In fact a country’s public debt is not like a household’s credit-card balance. When the national debt is owned by its citizens, a country in effect owes money to itself.
We may agree with the first part of the statement: the government’s debt is not like a credit-card balance, for the simple reason that a country is not a household or an individual. But the second statement—we owe the public debt to ourselves—does not make much sense.
If we owed the money to ourselves, we could simply default. We could then sue ourselves and force ourselves to pay damages to ourselves. Or we could prosecute ourselves for fraud. But what would happen if we did not pay the damages or fine due to ourselves? Could we send ourselves to debtors jail? And if we did and later escaped, would we be manhunting ourselves? There is in collectivism something of the snake eating itself.
The non-romantic fact is that the public debt—government bonds—is not owned by the same persons who benefit from the money borrowed. It is owned by some creditors, the purchasers of government bonds, its proceeds are used by the government to benefit some other persons, and it will have to be reimbursed by still other persons such as the taxpayers of future generations. Similarly, those who will service this debt are not exactly the same persons as those who will benefit from the loan. The overlap between all these groups is far from perfect.
One can imagine stylized cases where the overlap would be virtually perfect between the borrowers and the beneficiaries: imagine that government bonds are sold to finance a project to deflect a large asteroid from destroying the earth, and that all individuals who have had their lives saved will pay equal taxes to reimburse the bonds (and service the debt in the meantime). Yet, note that the persons who are owed the debt are still not ourselves, but the savers or investors who purchased the bonds.
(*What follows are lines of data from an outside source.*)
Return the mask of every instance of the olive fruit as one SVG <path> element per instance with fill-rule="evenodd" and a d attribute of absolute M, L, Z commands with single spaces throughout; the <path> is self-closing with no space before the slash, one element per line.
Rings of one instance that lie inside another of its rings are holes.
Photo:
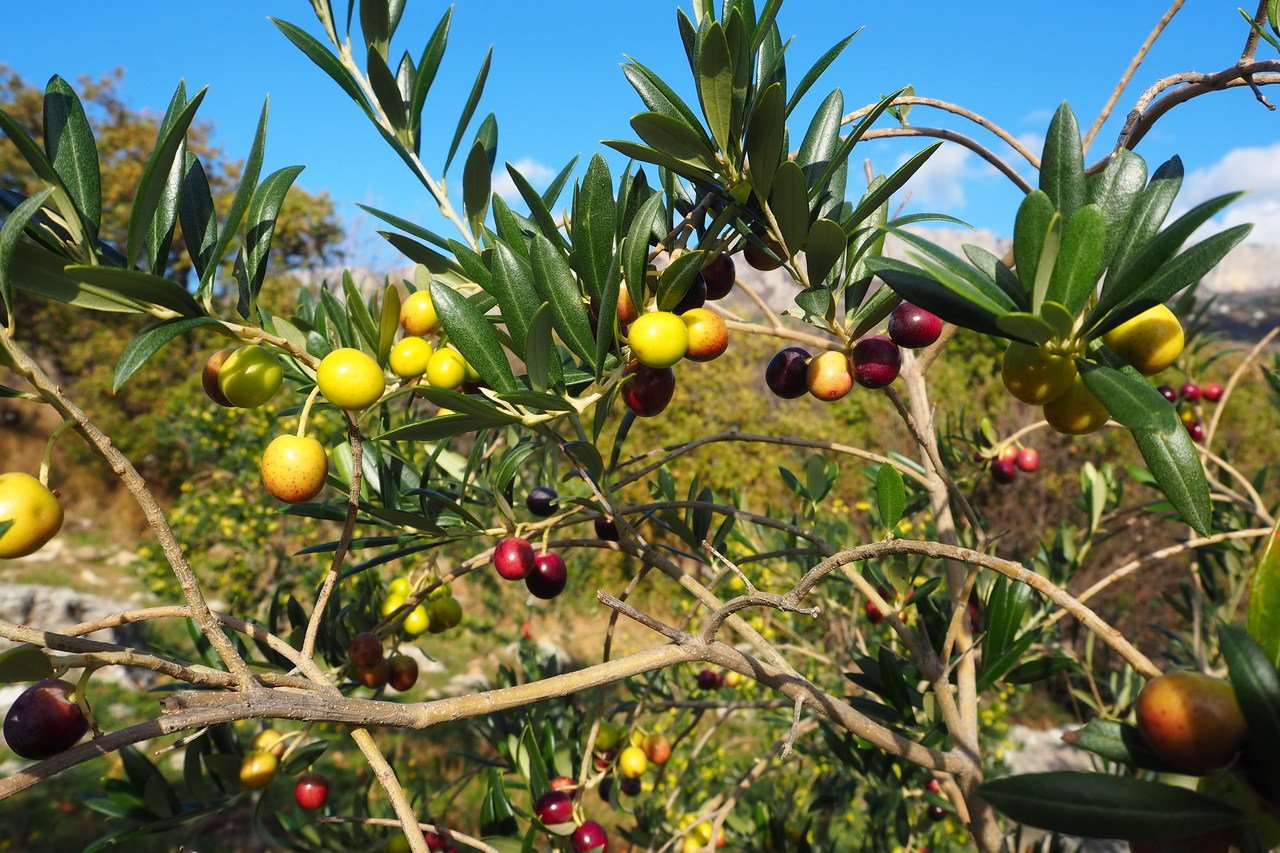
<path fill-rule="evenodd" d="M 628 409 L 642 418 L 652 418 L 662 414 L 675 392 L 676 374 L 670 367 L 649 367 L 633 361 L 627 366 L 619 393 Z"/>
<path fill-rule="evenodd" d="M 322 808 L 329 799 L 329 780 L 323 773 L 303 773 L 293 786 L 293 799 L 307 811 Z"/>
<path fill-rule="evenodd" d="M 646 367 L 670 367 L 689 349 L 689 330 L 670 311 L 641 314 L 627 332 L 631 354 Z"/>
<path fill-rule="evenodd" d="M 373 357 L 352 347 L 326 355 L 316 368 L 320 393 L 339 409 L 367 409 L 382 397 L 386 379 Z"/>
<path fill-rule="evenodd" d="M 261 790 L 276 778 L 276 769 L 279 766 L 280 759 L 270 752 L 254 750 L 245 753 L 240 762 L 240 784 L 251 791 Z"/>
<path fill-rule="evenodd" d="M 533 571 L 525 576 L 524 585 L 531 595 L 552 599 L 564 592 L 568 581 L 569 574 L 564 565 L 564 558 L 554 551 L 548 551 L 534 558 Z"/>
<path fill-rule="evenodd" d="M 0 521 L 12 522 L 0 533 L 0 558 L 34 554 L 62 529 L 62 503 L 30 474 L 0 474 Z"/>
<path fill-rule="evenodd" d="M 284 382 L 280 359 L 266 347 L 238 347 L 218 368 L 218 390 L 233 406 L 253 409 L 270 400 Z"/>
<path fill-rule="evenodd" d="M 439 325 L 440 318 L 436 316 L 429 292 L 416 291 L 400 303 L 400 327 L 406 335 L 422 336 L 435 331 Z"/>
<path fill-rule="evenodd" d="M 1231 761 L 1248 735 L 1230 682 L 1200 672 L 1151 679 L 1135 705 L 1138 733 L 1151 751 L 1188 773 Z"/>
<path fill-rule="evenodd" d="M 519 536 L 503 539 L 493 549 L 493 567 L 506 580 L 522 580 L 534 569 L 533 546 Z"/>
<path fill-rule="evenodd" d="M 900 347 L 921 349 L 941 335 L 942 318 L 910 302 L 899 302 L 889 314 L 889 337 Z"/>
<path fill-rule="evenodd" d="M 556 498 L 558 497 L 560 495 L 550 486 L 534 486 L 524 499 L 524 505 L 529 512 L 539 518 L 547 518 L 555 514 Z"/>
<path fill-rule="evenodd" d="M 5 743 L 32 760 L 50 758 L 75 746 L 89 730 L 75 695 L 75 685 L 58 678 L 46 678 L 28 687 L 5 715 Z"/>
<path fill-rule="evenodd" d="M 849 354 L 854 381 L 863 388 L 884 388 L 898 378 L 902 351 L 884 335 L 871 335 L 853 345 Z"/>
<path fill-rule="evenodd" d="M 702 277 L 707 284 L 707 298 L 724 299 L 737 280 L 733 258 L 723 252 L 716 255 L 702 268 Z"/>
<path fill-rule="evenodd" d="M 262 484 L 285 503 L 305 503 L 324 489 L 329 458 L 309 436 L 278 435 L 262 454 Z"/>
<path fill-rule="evenodd" d="M 1016 399 L 1033 406 L 1067 393 L 1076 378 L 1076 363 L 1069 355 L 1011 341 L 1004 351 L 1000 378 Z"/>
<path fill-rule="evenodd" d="M 1159 373 L 1182 353 L 1182 323 L 1165 305 L 1154 305 L 1102 336 L 1116 355 L 1147 376 Z"/>
<path fill-rule="evenodd" d="M 764 382 L 775 396 L 784 400 L 803 397 L 809 390 L 809 353 L 800 347 L 779 350 L 764 368 Z"/>

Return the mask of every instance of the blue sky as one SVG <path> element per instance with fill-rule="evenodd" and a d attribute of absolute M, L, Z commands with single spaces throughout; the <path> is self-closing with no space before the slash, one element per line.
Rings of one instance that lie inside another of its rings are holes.
<path fill-rule="evenodd" d="M 160 5 L 116 0 L 104 15 L 101 2 L 64 0 L 58 4 L 55 36 L 48 6 L 13 4 L 5 11 L 6 30 L 41 35 L 6 39 L 0 62 L 37 85 L 55 73 L 74 81 L 123 66 L 125 99 L 157 113 L 178 80 L 185 78 L 190 90 L 208 85 L 200 115 L 214 123 L 215 138 L 233 157 L 247 153 L 258 111 L 270 94 L 268 170 L 305 165 L 299 183 L 313 191 L 328 190 L 340 214 L 366 235 L 372 223 L 356 203 L 447 227 L 425 190 L 355 105 L 267 20 L 268 15 L 284 18 L 319 34 L 306 0 L 171 3 L 157 14 Z M 341 0 L 335 5 L 345 6 Z M 689 8 L 689 0 L 684 7 Z M 865 28 L 793 116 L 793 138 L 803 133 L 808 115 L 833 88 L 843 90 L 851 110 L 913 85 L 918 95 L 985 115 L 1038 152 L 1049 116 L 1063 100 L 1071 103 L 1082 125 L 1092 122 L 1166 7 L 1165 0 L 1052 5 L 917 0 L 909 6 L 789 0 L 779 22 L 784 38 L 795 36 L 788 52 L 793 81 L 832 43 Z M 443 3 L 411 0 L 393 54 L 407 49 L 416 56 L 445 8 Z M 460 0 L 449 50 L 427 102 L 429 121 L 439 127 L 435 142 L 426 146 L 428 165 L 438 173 L 458 109 L 490 45 L 493 67 L 477 120 L 489 111 L 497 114 L 500 164 L 519 164 L 537 184 L 575 154 L 582 155 L 580 167 L 585 166 L 592 153 L 603 150 L 601 139 L 633 138 L 628 119 L 643 107 L 622 76 L 624 54 L 658 70 L 678 91 L 691 93 L 675 8 L 670 0 L 625 5 Z M 1052 9 L 1052 14 L 1029 9 Z M 1239 56 L 1245 35 L 1246 25 L 1234 5 L 1187 4 L 1121 96 L 1090 159 L 1110 145 L 1124 115 L 1151 82 L 1174 73 L 1224 68 Z M 1275 52 L 1263 45 L 1259 57 L 1275 58 Z M 1280 103 L 1280 87 L 1269 94 Z M 954 116 L 917 108 L 911 120 L 960 130 L 1009 154 L 988 134 Z M 1253 189 L 1226 221 L 1258 222 L 1253 239 L 1280 242 L 1278 143 L 1280 113 L 1266 110 L 1247 89 L 1237 89 L 1175 108 L 1138 151 L 1153 167 L 1172 154 L 1182 156 L 1187 202 Z M 876 171 L 889 171 L 923 145 L 918 139 L 871 141 L 860 145 L 854 157 L 859 171 L 867 159 Z M 609 156 L 616 174 L 623 162 Z M 1020 171 L 1030 174 L 1025 167 Z M 1007 179 L 964 149 L 948 145 L 919 176 L 908 205 L 1007 234 L 1018 199 Z M 362 254 L 379 254 L 376 239 L 361 240 L 353 261 Z"/>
In “we owe the public debt to ourselves” (or a country owes it to itself), there are at least two problems: (1) the “we” and the “ourselves” are two different sets of individuals; (2) the “we” include both individuals who benefit from the loan and individuals who don’t. A social contract à la Buchanan is meant to resolve the second problem, but the slogan echoed by the Economist is not a proof in political philosophy.